I heartily disagree!

The resume is so much more! Following are 5 functions of the resume, beyond cinching the initial interview:

1. Equips Interview Conversations. BEFORE you ever deploy your resume to appeal to the potential interview, the process of unearthing your unique value drivers equips you to better articulate your value during interview conversations. By deepening your thought work (i.e., internally bragging about how you do what you do so well and why it mattered so much to prior employees), you can resurrect and dust off distant-memory career thoughts, enabling nimble access during the interview.

2. Focuses Your Career Message + Saves You Time. The content development process also focuses you in on your target audience – what type of role in what type of industry with what size of company with what type of culture are you seeking to work?
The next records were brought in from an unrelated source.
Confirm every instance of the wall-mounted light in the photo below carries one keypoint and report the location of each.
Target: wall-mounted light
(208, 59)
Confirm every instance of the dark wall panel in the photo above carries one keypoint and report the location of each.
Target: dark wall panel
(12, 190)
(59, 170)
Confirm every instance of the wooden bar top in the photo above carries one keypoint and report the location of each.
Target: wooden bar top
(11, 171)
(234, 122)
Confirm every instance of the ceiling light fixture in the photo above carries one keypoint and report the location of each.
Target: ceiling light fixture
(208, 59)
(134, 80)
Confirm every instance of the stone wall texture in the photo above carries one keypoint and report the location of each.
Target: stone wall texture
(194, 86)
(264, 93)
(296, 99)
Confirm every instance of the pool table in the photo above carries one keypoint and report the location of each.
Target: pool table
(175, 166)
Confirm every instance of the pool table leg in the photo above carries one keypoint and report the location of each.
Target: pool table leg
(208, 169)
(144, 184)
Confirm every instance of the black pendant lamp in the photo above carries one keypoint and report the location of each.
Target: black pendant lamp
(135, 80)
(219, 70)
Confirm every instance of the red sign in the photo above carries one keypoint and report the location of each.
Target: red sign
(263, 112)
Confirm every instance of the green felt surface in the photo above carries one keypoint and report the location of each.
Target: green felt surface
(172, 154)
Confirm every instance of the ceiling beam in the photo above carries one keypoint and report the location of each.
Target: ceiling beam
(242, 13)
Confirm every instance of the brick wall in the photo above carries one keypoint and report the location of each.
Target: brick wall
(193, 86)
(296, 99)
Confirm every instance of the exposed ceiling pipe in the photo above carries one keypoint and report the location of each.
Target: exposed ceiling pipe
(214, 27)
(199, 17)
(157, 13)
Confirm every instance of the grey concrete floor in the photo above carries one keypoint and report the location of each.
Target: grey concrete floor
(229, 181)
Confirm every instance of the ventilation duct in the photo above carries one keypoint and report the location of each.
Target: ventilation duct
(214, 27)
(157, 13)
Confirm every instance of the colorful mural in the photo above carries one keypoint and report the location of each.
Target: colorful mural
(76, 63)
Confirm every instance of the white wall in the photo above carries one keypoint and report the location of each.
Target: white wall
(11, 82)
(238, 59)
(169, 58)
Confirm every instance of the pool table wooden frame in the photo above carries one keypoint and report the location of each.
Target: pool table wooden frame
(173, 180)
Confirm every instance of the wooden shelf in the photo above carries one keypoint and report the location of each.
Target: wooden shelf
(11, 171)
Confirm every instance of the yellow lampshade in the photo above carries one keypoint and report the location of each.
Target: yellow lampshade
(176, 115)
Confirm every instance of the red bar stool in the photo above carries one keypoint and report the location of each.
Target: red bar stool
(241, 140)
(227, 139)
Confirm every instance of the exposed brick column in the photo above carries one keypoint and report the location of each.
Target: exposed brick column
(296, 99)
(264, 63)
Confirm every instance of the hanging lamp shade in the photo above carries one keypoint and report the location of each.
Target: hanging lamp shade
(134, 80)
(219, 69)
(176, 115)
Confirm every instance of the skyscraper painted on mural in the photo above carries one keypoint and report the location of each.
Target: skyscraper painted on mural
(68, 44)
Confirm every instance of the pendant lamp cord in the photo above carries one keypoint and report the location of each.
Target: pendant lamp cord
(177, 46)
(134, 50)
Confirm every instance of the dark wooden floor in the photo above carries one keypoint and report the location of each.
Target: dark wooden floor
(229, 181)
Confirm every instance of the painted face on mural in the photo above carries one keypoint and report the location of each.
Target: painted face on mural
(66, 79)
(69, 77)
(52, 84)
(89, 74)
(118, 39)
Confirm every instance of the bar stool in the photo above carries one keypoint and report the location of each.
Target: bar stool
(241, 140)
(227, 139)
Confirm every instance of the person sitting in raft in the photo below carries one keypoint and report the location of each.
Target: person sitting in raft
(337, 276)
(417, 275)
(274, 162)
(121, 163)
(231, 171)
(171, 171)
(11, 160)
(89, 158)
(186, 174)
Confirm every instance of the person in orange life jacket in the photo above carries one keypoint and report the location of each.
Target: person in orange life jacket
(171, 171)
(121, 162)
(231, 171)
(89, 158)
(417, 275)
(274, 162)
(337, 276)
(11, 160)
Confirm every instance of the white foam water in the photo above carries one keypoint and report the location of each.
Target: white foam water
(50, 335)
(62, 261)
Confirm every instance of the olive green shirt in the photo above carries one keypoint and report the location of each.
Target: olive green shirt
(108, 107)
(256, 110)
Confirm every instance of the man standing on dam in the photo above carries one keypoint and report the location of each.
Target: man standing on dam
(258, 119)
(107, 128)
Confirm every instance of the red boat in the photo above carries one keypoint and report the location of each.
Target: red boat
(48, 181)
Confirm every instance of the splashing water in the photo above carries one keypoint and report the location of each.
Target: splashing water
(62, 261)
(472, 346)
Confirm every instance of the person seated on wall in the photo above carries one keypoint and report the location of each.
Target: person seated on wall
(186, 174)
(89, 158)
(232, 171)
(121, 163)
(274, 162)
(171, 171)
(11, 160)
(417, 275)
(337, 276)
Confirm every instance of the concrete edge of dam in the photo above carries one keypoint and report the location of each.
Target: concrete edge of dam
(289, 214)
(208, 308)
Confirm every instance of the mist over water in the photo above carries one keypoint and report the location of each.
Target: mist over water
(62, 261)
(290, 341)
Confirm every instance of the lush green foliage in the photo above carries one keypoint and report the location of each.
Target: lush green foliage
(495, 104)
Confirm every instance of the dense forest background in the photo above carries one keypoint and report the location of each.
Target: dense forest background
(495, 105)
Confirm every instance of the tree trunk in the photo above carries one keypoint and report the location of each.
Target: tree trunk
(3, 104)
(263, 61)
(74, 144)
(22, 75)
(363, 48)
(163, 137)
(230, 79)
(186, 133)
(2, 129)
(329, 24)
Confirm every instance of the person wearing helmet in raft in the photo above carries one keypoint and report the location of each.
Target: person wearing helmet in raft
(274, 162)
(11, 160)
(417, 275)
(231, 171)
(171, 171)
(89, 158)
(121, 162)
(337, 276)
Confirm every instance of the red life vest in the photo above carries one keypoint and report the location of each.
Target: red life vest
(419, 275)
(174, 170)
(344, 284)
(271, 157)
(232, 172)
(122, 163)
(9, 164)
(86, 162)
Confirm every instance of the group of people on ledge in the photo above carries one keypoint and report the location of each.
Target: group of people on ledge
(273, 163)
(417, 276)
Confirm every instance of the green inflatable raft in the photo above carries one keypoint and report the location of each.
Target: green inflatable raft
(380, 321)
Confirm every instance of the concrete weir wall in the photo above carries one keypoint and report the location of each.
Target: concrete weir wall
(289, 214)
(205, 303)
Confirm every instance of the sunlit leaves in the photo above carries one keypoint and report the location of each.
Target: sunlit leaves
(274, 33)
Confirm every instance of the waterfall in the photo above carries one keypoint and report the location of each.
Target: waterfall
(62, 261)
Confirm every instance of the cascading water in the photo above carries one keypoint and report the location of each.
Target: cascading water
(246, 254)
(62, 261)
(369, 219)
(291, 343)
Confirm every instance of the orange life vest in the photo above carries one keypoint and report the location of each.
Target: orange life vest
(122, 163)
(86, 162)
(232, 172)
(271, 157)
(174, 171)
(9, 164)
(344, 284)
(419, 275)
The more you crystallize these thoughts, the more likely you can aim your search efforts in the right direction, talking with the right people leading you to the right interviewing door (even BEFORE deploying that initial resume story). This process of clarifying and directing your energy will save you time, ultimately, in the overall job search process.

3. Conveys Your Value to Interview Committee Members. While the initial interviewer may already know you from the referring party and even have a warm feeling about your value before ever seeing your resume–another person on the interviewing committee may have zero insights into your abilities and qualifications. A well communicated resume story can give them a ground-up, energizing reason to want to speak with you.

4. Supports Professional Reputation. Even if you are referred into an interview (and perhaps especially when you are recommended by a warm relationship in your network), you should have a career story that equals the value proposition for which another person has lauded you. Don’t let the resume be like a wrinkled shirt or scuffed up shoes or an outdated AOL email, taking your reputation down a notch, at the outset.

5. Spurs Deeper Interview Conversations. A meaty, story-driven resume will accompany you throughout the interview process, often providing the interviewer (and YOU) story details (the who, what, where, when, why and how) to delve deeper into during the conversation. It adds a je ne se quois that sparks emotion, hope and desire related to how you solve current problems and can foresee future opportunities for revenue growth and market expansion.

Do not limit your resume’s value proposition by buying into the idea that its ONLY purpose is to get you ‘in the door.’ If done well, with elegant and emotive storytelling as well as a refined focus, it can and WILL perform at much higher levels than other job seeking contenders with which you are competing in this job search race!